In de jaren zeventig van de vorige eeuw kan je Piet gerust een activistisch kunstenaar noemen. In de jaren zeventig wandelde hij met “Aktiekoffertjes” door de stad. Aan de buitenkant waren de koffers mooi bewerkt met zelfgemaakte sloten en vanbinnen voorzien van teksten van wijze mensen. Hij zette ze geopend op straat neer en ging zelf ergens koffiedrinken. Ook reed hij regelmatig door Haarlem met een klein landbouwtrekkertje waaraan een rijdende actiekist hing. De houten uitklapbare constructie werd van binnen en van buiten gebruikt voor performances, theateroptreden en exposities. De kist heette Sidac. Sidac werd ook de naam van de galerie die in 1995 werd geopend in Leiden. De stad Leiden kwam bij Piet in beeld door de ontmoeting met zijn grote geliefde Coby van Rooijen. Coby werd zijn steun en toeverlaat. Zij waren in het leven voor elkaar bestemd. Samen besloten ze een nieuwe start te maken en kochten een huis aan de Hogewoerd. In dit grote pand kon op de begane grond de Sidac Studio worden gevestigd Aan de achterzijde bevond zich een grote ruimte die Piet als atelier/werkplaats had ingericht. Begin jaren negentig begon Piet aan een enorm project: Het vervaardigen van beeldboeken, 365+1 in getal, de Sidac Codex. Elke doos is 85 bij 65 cm en uitgeklapt zijn de bladen veel groter, 245 bij 115 cm. Kitty Zijlmans, Emeritus Hoogleraar Hedendaagse kunstgeschiedenis en een goede vriendin van Piet, heeft in 2007 ter gelegenheid van Piet’s 25 jarig kunstenaarschap de werkwijze van Piet beschreven: ”de twee helften van de codex scharnieren door middel van een houten lat, katoenband en zegellak….Het centrum van elke codex …… wordt gevormd door stevig lompenpapier, de “zijflappen” tonen de bekende Sidacse iconografie, waarvoor Franzen 850 rubberen stempels sneed en plakte op houten blokjes van 3 bij 5 cm……. In de codex wordt getekend, geschilderd, gedrukt, gesoldeerd en gesneden en er wordt gewerkt met uiteenlopende materialen als zink, rubber, hout, klei en kunststof. Er is geen sprake van echte taal, die van woorden, maar van Sidacstempeltaal en in die taal wordt vorm geëxploreerd.”

Sidac- Codex Schilpadboek

Veel Leidse kunstenaars hebben door de jaren heen bij galerie Sidac Studio geëxposeerd. Piet toonde zich altijd betrokken bij de exposerende kunstenaars en adviseerde, waar nodig, bij het ophangen van het werk. Het jaarlijkse hoogtepunt was het zomerproject: Piet verzon een thema en voor een luttel bedrag kon een deelnemer een pakketje afhalen in de galerie. De ene keer gaf Piet hij een fotorolletje dat de kunstenaar in zijn werkstuk moest verwerken een andere keer was het een flesje gevuld met Leids Rijnwater. Reclame maken voor deze zomerprojecten was niet nodig. Het aantal deelnemers varieerde van honderd tot honderdvijftig. Kunstenaars konden ook “vriend “worden van Sidac. Vier keer per jaar fietste Piet alle vrienden af om persoonlijk het “Sema-cahier” te bezorgen. Het Sema-Cahier is een klein, zelfgedrukt en met draad ingenaaid schriftje met een beperkte oplage. Handgeschreven woorden, stempels, kleine tekeningen vulden vier bladzijden in onderlinge samenhang.
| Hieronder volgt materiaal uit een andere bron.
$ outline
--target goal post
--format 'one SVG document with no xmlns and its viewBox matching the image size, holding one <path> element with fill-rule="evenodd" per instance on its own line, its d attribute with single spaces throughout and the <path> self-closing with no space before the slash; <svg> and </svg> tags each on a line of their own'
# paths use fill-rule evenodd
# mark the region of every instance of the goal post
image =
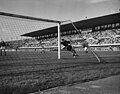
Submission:
<svg viewBox="0 0 120 94">
<path fill-rule="evenodd" d="M 45 26 L 46 23 L 48 24 L 48 26 Z M 0 12 L 0 33 L 1 33 L 0 38 L 2 40 L 6 40 L 6 38 L 9 38 L 9 39 L 7 39 L 8 41 L 14 40 L 15 38 L 19 39 L 18 36 L 20 37 L 22 34 L 50 28 L 50 27 L 56 26 L 56 25 L 57 25 L 56 33 L 58 35 L 58 59 L 60 59 L 61 58 L 61 56 L 60 56 L 61 21 Z M 4 31 L 7 33 L 5 33 Z M 11 35 L 9 35 L 10 33 L 11 33 Z M 18 33 L 20 33 L 20 34 L 18 34 Z M 14 35 L 15 35 L 15 38 L 13 37 Z"/>
</svg>

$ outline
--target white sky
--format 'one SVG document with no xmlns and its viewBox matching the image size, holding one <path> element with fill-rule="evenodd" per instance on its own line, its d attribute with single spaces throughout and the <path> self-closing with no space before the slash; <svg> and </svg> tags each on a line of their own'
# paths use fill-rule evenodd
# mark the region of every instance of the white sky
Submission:
<svg viewBox="0 0 120 94">
<path fill-rule="evenodd" d="M 118 13 L 119 10 L 120 0 L 0 0 L 0 12 L 62 21 L 79 21 L 85 17 L 89 19 Z M 0 29 L 0 37 L 4 35 L 2 38 L 5 40 L 8 37 L 6 33 Z M 9 33 L 9 36 L 12 35 Z"/>
</svg>

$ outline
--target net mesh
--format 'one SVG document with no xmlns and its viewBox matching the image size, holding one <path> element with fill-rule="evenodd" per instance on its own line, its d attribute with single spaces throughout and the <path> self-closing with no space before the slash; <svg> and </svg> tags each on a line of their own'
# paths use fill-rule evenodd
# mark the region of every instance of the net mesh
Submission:
<svg viewBox="0 0 120 94">
<path fill-rule="evenodd" d="M 20 39 L 20 35 L 55 26 L 55 23 L 0 15 L 0 38 Z"/>
</svg>

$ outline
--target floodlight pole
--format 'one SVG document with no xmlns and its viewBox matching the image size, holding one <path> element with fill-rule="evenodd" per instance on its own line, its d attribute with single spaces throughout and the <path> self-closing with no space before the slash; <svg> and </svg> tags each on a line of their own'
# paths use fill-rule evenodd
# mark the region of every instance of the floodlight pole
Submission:
<svg viewBox="0 0 120 94">
<path fill-rule="evenodd" d="M 61 52 L 60 24 L 61 22 L 58 23 L 58 59 L 60 59 L 60 52 Z"/>
</svg>

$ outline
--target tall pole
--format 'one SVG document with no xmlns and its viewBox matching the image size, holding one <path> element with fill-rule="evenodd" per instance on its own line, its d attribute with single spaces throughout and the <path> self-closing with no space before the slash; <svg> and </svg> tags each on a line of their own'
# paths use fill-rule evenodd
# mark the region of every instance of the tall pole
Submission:
<svg viewBox="0 0 120 94">
<path fill-rule="evenodd" d="M 60 59 L 60 50 L 61 50 L 61 43 L 60 43 L 60 22 L 58 23 L 58 59 Z"/>
</svg>

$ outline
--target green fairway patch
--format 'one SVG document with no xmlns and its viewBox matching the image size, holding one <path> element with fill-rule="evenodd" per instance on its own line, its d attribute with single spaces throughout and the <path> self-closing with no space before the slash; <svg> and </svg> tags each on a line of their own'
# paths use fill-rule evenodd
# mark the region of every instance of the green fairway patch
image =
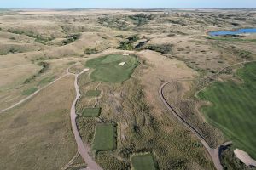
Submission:
<svg viewBox="0 0 256 170">
<path fill-rule="evenodd" d="M 131 157 L 134 170 L 155 170 L 155 164 L 151 154 L 135 155 Z"/>
<path fill-rule="evenodd" d="M 34 92 L 36 92 L 38 90 L 37 88 L 28 88 L 28 89 L 26 89 L 24 90 L 21 94 L 22 95 L 30 95 L 32 94 L 33 94 Z"/>
<path fill-rule="evenodd" d="M 98 124 L 96 128 L 92 149 L 112 150 L 116 148 L 116 128 L 113 124 Z"/>
<path fill-rule="evenodd" d="M 101 90 L 88 90 L 85 94 L 87 97 L 98 97 L 101 94 Z"/>
<path fill-rule="evenodd" d="M 39 84 L 46 84 L 46 83 L 51 82 L 52 81 L 54 81 L 55 78 L 55 76 L 47 76 L 47 77 L 42 79 L 42 80 L 38 82 L 38 85 L 39 85 Z"/>
<path fill-rule="evenodd" d="M 85 108 L 82 111 L 83 117 L 97 117 L 100 116 L 101 108 Z"/>
<path fill-rule="evenodd" d="M 199 94 L 213 105 L 202 107 L 207 121 L 220 128 L 235 146 L 256 158 L 256 63 L 237 71 L 244 82 L 216 82 Z"/>
<path fill-rule="evenodd" d="M 125 64 L 120 65 L 120 63 Z M 106 55 L 86 62 L 87 67 L 94 69 L 90 78 L 109 82 L 120 82 L 129 79 L 138 65 L 137 56 L 121 54 Z"/>
</svg>

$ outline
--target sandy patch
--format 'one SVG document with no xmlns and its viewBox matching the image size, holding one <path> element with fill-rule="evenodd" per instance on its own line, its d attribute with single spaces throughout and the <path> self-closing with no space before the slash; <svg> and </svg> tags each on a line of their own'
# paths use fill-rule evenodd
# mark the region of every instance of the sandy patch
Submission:
<svg viewBox="0 0 256 170">
<path fill-rule="evenodd" d="M 234 150 L 235 156 L 240 159 L 247 166 L 256 167 L 256 161 L 251 158 L 251 156 L 245 151 L 241 150 L 236 149 Z"/>
<path fill-rule="evenodd" d="M 125 65 L 125 62 L 121 62 L 119 64 L 119 65 L 123 66 L 124 65 Z"/>
</svg>

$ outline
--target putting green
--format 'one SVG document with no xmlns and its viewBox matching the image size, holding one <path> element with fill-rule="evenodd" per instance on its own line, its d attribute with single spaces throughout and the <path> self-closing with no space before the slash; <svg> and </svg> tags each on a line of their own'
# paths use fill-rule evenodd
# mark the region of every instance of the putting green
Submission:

Met enige regelmaat stelde Piet in zijn eigen galerie ook materialen uit zijn mail art archief tentoon. Mail art is een vorm van beeldende kunst uit de jaren 1960 waarbij de communicatie per post het medium is. Kunstenaars, verspreid over de hele wereld, sturen elkaar werk toe. De band tussen de kunstenaars onderling staat centraal. Ook heden ten dage is de internationale mail art community nog springlevend. In 2015, na de sluiting van Sidac Studio en na het opruimen van zijn werkplaats kon Piet opgelucht ademhalen. Hij had een kunstenaar gevonden die zijn mail art archief wilde overnemen. Maar liefst dertig kartonnen dozen, gevuld met duizenden mail art bijdragen vond zijn weg naar een nieuwe eigenaar.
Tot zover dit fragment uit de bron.